Этой записью — недоверием к слову и к мысли — тетрадь Шведова заканчивается.
Как хотел бы я знать, последняя эта тетрадь или нет, продолжал ли Шведов вести репортаж, еще надеясь прорваться «в иной, сверкающий мир», или «удушье бессмысленности и безысходности» мира ворвались в него самого… Я становлюсь следователем, хотя понимаю, что по отношению к Шведову чем правдоподобнее гипотеза, тем скорее она ошибочна. Я вижу связь последней записи с тем, что он однажды мне заявил:
— Следует не говорить, а мычать.
— При этом мычать так, чтобы все было понятно, — добавил я.
Шведов рассердился:
— Ты испортил мою идею.
Его истинная беда и заключалась в том, что он принужден был мыслить, тогда как всегда стремился к поступкам. Это его бесило, и горькая складка у губ возникала каждый раз, когда он собирался что-нибудь сказать.

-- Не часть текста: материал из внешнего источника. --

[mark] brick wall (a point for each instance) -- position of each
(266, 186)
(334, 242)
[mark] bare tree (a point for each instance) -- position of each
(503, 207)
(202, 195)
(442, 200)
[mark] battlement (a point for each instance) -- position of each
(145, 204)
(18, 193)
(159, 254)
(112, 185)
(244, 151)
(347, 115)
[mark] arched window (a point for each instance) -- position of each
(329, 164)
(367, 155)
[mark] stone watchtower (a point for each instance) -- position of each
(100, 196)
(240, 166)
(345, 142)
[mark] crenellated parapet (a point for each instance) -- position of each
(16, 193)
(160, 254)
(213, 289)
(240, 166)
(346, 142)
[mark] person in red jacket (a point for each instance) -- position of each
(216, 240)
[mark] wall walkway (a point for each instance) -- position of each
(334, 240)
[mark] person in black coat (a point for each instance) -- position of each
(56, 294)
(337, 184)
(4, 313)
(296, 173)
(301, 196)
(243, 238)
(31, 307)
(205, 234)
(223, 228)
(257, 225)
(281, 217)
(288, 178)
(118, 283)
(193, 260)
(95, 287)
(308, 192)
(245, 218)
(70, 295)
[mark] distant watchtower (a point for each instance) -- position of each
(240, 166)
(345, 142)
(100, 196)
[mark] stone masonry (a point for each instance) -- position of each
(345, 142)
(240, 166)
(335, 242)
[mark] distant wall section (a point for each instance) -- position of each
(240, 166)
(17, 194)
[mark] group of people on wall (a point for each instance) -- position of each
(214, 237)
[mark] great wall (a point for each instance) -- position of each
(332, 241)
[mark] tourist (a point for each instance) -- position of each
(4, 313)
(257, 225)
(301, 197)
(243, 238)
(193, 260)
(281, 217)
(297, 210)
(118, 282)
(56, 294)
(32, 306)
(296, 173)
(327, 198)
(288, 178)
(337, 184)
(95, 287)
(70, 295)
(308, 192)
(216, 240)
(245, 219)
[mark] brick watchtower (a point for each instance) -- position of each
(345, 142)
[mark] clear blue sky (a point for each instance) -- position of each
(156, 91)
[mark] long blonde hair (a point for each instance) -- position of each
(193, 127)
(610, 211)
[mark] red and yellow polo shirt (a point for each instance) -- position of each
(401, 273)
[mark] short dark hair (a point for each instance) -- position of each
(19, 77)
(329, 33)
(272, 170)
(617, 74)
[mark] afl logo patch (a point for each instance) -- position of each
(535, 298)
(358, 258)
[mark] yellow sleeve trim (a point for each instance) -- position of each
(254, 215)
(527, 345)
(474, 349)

Он становился опасным и уже знал свою готовность переступить любую границу. Привычка появилась: вдруг, наклонив голову, молча уставиться в глаза человеку. Но что-то, по-видимому, уберегало его от конечных решений, возможно, он пытался уйти от самого себя — намеренно усложнял ситуацию, словно запутывал след…

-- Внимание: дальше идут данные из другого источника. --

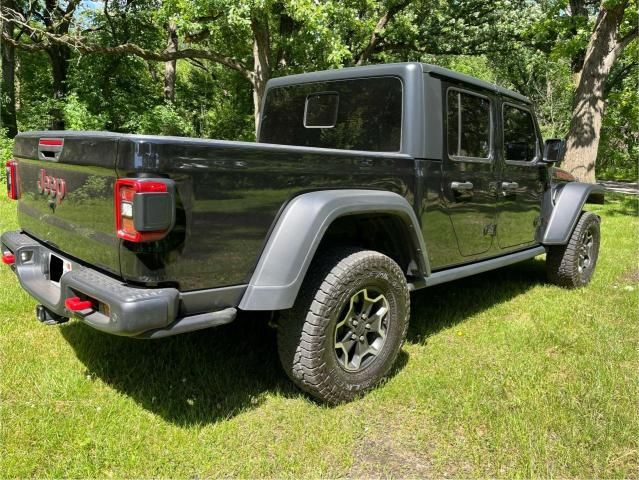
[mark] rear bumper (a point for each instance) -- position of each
(117, 308)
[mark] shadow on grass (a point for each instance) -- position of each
(195, 378)
(448, 304)
(214, 374)
(199, 377)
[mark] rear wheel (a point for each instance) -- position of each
(572, 265)
(347, 326)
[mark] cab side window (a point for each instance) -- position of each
(468, 125)
(520, 138)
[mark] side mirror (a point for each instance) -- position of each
(554, 150)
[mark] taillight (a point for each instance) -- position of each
(144, 209)
(12, 179)
(8, 258)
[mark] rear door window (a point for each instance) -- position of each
(520, 137)
(468, 121)
(355, 114)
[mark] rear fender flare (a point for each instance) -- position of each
(567, 206)
(298, 232)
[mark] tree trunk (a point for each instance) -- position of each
(588, 108)
(261, 65)
(59, 55)
(170, 66)
(7, 87)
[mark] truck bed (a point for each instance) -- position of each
(227, 196)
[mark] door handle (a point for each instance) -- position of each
(509, 186)
(461, 186)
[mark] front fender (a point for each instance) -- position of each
(298, 232)
(567, 205)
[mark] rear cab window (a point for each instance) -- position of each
(468, 126)
(355, 114)
(521, 143)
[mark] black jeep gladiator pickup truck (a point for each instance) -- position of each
(365, 184)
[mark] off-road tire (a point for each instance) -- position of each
(564, 263)
(307, 332)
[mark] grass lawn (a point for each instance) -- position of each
(502, 375)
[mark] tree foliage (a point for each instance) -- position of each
(179, 67)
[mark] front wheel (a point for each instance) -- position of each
(347, 326)
(573, 264)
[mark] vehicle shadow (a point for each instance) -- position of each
(448, 304)
(215, 374)
(194, 378)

Поступил вновь в университет и бросил. Однажды пропал и никто, кроме Зои, не знал, где он. Явился примерно через год, с какой-то смуглой худобой, в джинсах, их он носил до последних дней. И, кажется, никому, после приезда, не взглянул в глаза прямо. Все, что стоило видеть, было будто бы там, за спиной собеседника.
Этот год он прожил за Полярным кругом: вышел в магазин, так думали гости, а оказался на вокзале, сел в первый попавшийся поезд и уехал без документов, с полтинником, собранным на сигареты.
С этого времени для него уже не было ничего существенного. Он, насколько я знаю, уже не мог спросить: «Как живешь? Какие новости?» — Шведов вообще перестал задавать вопросы. Разумеется, те, кто сталкивался с ним, не могли согласиться со своей несущественностью. И люди, доказывая свою существенность, устраивали его дела, охраняли. Он отдавался им в руки со всеми своими настроениями и мыслями, оставляя за собой свободу в любой момент покинуть их.